One Friday afternoon, a junior developer was tasked with a seemingly simple change: add a new NOT NULL column to a fact table called FactTransactions . Following standard practice, she opened the SSDT project, added the column to the table definition, and hit “Publish.” SSDT helpfully generated the deployment script, showing a standard ALTER TABLE ADD command. She deployed to the development environment—no issues. Then to QA—fine.

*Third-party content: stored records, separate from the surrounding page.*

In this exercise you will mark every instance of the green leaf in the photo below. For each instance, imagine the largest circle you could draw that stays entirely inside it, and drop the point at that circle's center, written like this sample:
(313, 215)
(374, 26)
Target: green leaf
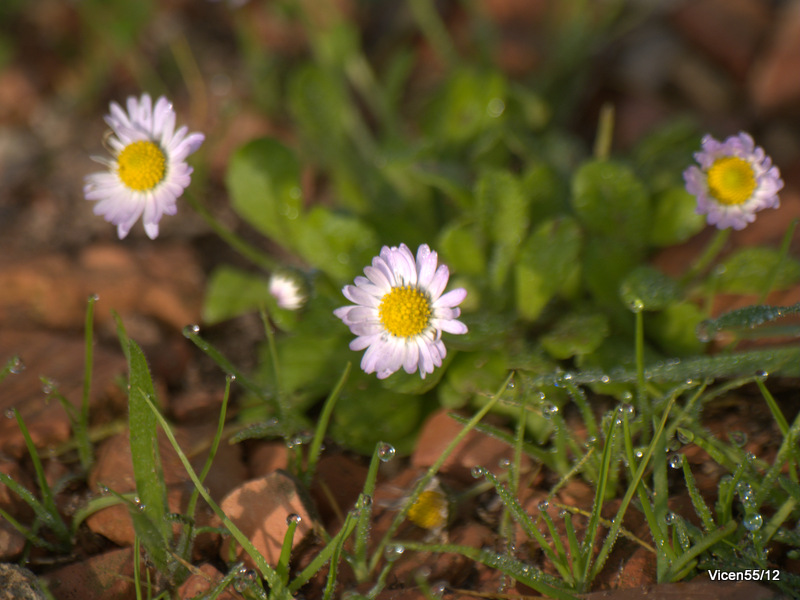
(263, 180)
(460, 249)
(747, 271)
(371, 414)
(546, 260)
(576, 334)
(674, 218)
(674, 329)
(147, 471)
(606, 262)
(646, 288)
(504, 207)
(231, 292)
(338, 244)
(319, 104)
(748, 317)
(611, 202)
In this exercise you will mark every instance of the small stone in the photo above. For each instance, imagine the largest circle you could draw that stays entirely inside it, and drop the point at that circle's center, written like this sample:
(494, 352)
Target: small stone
(259, 508)
(17, 583)
(476, 449)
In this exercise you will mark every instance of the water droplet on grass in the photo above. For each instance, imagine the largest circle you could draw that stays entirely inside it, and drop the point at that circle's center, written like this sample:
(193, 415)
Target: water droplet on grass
(738, 438)
(393, 551)
(386, 452)
(478, 471)
(15, 365)
(753, 522)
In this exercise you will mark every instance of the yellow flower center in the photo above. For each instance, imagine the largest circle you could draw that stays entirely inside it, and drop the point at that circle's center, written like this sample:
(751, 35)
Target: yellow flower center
(405, 311)
(141, 165)
(731, 180)
(430, 510)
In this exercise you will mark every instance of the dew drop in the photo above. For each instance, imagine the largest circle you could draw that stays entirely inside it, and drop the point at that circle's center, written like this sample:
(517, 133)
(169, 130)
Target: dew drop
(549, 410)
(386, 452)
(15, 365)
(676, 460)
(738, 438)
(685, 436)
(393, 551)
(753, 522)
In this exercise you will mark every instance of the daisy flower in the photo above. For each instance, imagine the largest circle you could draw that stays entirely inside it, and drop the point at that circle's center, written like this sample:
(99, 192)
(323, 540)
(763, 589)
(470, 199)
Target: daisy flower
(286, 292)
(400, 312)
(735, 180)
(148, 170)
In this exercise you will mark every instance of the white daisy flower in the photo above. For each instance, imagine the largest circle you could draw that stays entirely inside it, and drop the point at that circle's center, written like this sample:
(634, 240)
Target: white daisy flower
(286, 292)
(400, 312)
(148, 171)
(735, 180)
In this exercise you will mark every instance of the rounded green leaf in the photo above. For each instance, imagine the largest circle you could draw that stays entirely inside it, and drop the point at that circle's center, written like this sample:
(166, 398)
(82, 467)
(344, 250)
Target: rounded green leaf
(263, 181)
(646, 288)
(611, 202)
(674, 218)
(575, 334)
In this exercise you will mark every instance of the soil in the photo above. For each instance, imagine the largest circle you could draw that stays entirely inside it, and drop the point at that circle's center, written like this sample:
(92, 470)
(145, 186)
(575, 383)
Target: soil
(732, 64)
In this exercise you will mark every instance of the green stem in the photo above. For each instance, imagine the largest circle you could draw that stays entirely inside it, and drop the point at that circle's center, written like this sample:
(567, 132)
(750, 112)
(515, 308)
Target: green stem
(233, 240)
(423, 482)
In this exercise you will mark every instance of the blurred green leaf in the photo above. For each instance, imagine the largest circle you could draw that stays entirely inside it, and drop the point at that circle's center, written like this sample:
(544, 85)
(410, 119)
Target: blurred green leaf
(263, 180)
(147, 472)
(460, 250)
(611, 202)
(463, 107)
(370, 414)
(674, 217)
(319, 104)
(606, 261)
(576, 333)
(545, 261)
(547, 193)
(747, 271)
(647, 288)
(674, 329)
(231, 292)
(504, 207)
(338, 244)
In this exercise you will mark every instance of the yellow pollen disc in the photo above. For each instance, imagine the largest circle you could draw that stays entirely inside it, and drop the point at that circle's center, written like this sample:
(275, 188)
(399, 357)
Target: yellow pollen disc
(141, 165)
(429, 511)
(731, 180)
(405, 311)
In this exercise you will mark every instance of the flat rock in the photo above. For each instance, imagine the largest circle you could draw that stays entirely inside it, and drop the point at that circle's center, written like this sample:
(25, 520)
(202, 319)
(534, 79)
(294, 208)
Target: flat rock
(260, 509)
(100, 577)
(202, 582)
(17, 583)
(114, 469)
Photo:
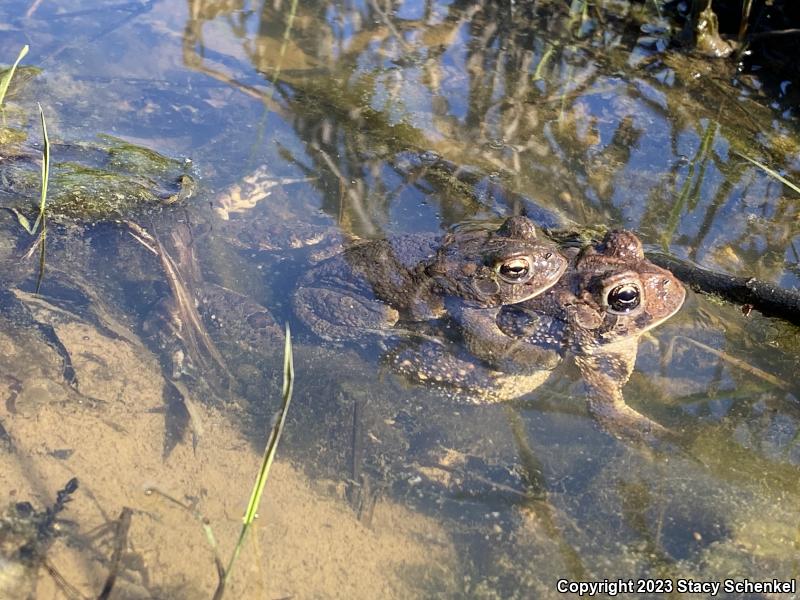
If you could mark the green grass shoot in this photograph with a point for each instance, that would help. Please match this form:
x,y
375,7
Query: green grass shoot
x,y
770,172
8,75
266,463
41,219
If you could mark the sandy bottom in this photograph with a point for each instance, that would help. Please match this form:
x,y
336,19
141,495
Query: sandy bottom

The story became a legend in their team: “Always review the actual generated deployment script before publishing—never trust the visual diff.” And they added a mandatory step to their CI/CD pipeline: generate the script, inspect it for hidden table rebuilds, then deploy. sql server data tools
After an hour of panic, the senior DBA looked at the actual script SSDT generated for that specific environment. Because the staging table already had 50 million rows, SSDT didn’t just add the column with a default—it created a new temporary table with the new schema, inserted all 50 million rows into it (leaving the new column as NULL because the default was applied at table creation, not during the bulk insert), renamed the tables, and swapped them. The default constraint was there, but the insert operation into the temp table never invoked it. The column was NULL for every existing row, violating the NOT NULL constraint. One Friday afternoon, a junior developer was tasked
But when she deployed to a pre-production staging environment that mirrored production data, disaster struck. The deployment failed with a bizarre error: “Cannot insert NULL into column ‘NewColumn’.” But the column definition had a DEFAULT value of GETDATE() ! How could it try to insert NULL? Then to QA—fine
It’s a classic SSDT moment: brilliant for source control and repeatable builds, but occasionally too clever for its own good.
A few years ago, a mid-sized financial analytics firm had a critical reporting database. Every night, a complex ETL process ran, and every morning, executives got their dashboards. The team used SSDT for version control and deployments—modeling the entire database schema as a Visual Studio project.